Making the Shift is inspired by the work of Dr. David Hawkins’ Map of Consciousness, attachment theory, and somatic meditation. But at its core, Conscious Relating isn’t about chasing the typical self-help fantasy of “happily ever after.”
It’s not just another tool to fix your dating life or perfect your partnership. It goes deeper than that. It asks:
What is your relationship with life itself?
Because how you meet life—your presence, your patterns, your beliefs—ripples through every relationship you touch: with a lover, a parent, a child, a friend, a colleague, even a stranger.
This work doesn’t bypass the messy, real-time dynamics of intimacy. In fact, that’s exactly where the work happens. But we keep our eye on something deeper—what Sages might call the common ground of being—that shared essence beneath all the roles we play.

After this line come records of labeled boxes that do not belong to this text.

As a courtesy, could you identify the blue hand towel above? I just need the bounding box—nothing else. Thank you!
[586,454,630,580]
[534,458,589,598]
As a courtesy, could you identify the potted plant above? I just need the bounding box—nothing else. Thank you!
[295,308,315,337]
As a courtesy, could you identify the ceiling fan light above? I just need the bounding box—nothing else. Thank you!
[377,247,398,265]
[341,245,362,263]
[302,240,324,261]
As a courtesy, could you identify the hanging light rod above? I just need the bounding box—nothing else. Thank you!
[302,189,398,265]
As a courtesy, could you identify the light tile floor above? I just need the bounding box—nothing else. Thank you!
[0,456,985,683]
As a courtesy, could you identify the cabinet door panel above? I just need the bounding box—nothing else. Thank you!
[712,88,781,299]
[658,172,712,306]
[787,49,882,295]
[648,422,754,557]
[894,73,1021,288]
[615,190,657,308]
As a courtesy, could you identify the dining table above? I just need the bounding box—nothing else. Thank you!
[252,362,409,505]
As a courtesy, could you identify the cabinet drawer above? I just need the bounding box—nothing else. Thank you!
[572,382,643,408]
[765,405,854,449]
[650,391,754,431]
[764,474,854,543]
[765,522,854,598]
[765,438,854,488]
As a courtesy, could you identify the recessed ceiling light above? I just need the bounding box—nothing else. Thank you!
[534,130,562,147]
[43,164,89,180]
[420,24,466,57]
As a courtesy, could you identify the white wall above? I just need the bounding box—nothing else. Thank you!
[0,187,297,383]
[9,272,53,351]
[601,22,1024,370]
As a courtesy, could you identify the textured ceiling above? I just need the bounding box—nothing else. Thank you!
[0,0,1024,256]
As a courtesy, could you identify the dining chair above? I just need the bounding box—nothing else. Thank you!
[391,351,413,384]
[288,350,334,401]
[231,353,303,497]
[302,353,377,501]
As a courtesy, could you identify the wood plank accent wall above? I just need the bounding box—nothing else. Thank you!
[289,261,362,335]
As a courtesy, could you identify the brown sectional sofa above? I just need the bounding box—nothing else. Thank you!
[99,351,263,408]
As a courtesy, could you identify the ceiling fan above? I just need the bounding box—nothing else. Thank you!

Conscious Relating is about aligning with that ground. Remembering it.
And choosing, again and again, to bring more of our awareness to it.
When we do, our relationships become more than just containers for comfort or survival.
They become catalysts for evolution.
Put simply: if a relationship—romantic, familial, communal, or organizational—isn’t helping us grow, it tends to regress. We fall into co-dependence. We stagnate.
And in group dynamics, when individuals avoid doing their inner work, the group becomes what we might call a lazy tribe—comfortable, perhaps, but unawake.
This path isn’t about perfection.
It’s about presence—and the courageous willingness to grow into something greater, together.
Understanding Attachment: From Wounding to Wholeness
Our patterns in love didn’t begin in adulthood.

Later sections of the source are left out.